This site is now read-only. You can find our new documentation site and support forum for posting questions here.
Be sure to read our welcome blog!
Excessive memory usage with MuTect2
I am trying to use MuTect2 for somatic variant discovery. I am running GATK v22.214.171.124 with Java HotSpot(TM) 64-Bit Server VM v1.8.0_112-b15.
When running either a single sample (tumor only mode to generate a panel of normals) or with a tumor and a normal sample, the memory usage is very high > 400 GB RAM. This is not the case initially, but memory usage gradually climbs during the run. The data are not whole genome sequence data, but rather are RADseq/GBS data. This means much of the genome is not covered by reads, but where there are reads, they start and stop in similar places and cover a ~85 bp region with moderate coverage (around 10X on average). Here is an example of the command I am running (note that I have made some modifications to the standard command to add more memory and obtain additional information for debugging):
java -Xmx384g -XX:-UseGCOverheadLimit -jar ~/bin/gatk-package-126.96.36.199-local.jar Mutect2 -R /uufs/chpc.utah.edu/common/home/u6000989/data/aspen/genome/Potrs01-genome.fa -I aln_mem_mod_003-S.uniqe.bam -I aln_mem_mod_013-S.uniqe.bam -normal potr-mod_013-S --independent-mates --max-mnp-distance 0 -debug --dont-increase-kmer-sizes-for-cycles -O somatic.vcf.gz
The run generates a vcf file that doesn't have any obvious errors for the regions of the genome it gets to, but fails to finish before running out of memory.

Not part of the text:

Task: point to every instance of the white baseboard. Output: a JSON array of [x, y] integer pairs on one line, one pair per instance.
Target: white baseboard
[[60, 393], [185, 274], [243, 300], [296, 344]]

I have tried the identical command on a different data set with whole genome sequences and do not see the same memory issue. Thus, I think the problem with memory usage stems from the RADseq/GBS data. With that said, I don't know what about RADseq/GBS data would cause such a problem. Additionally, the reference genome I am using for aligning the RADseq/GBS data is highly fragmented (most contigs ~10 kb). Are there any modifications I might be able to make to the command I am running that could solve this problem?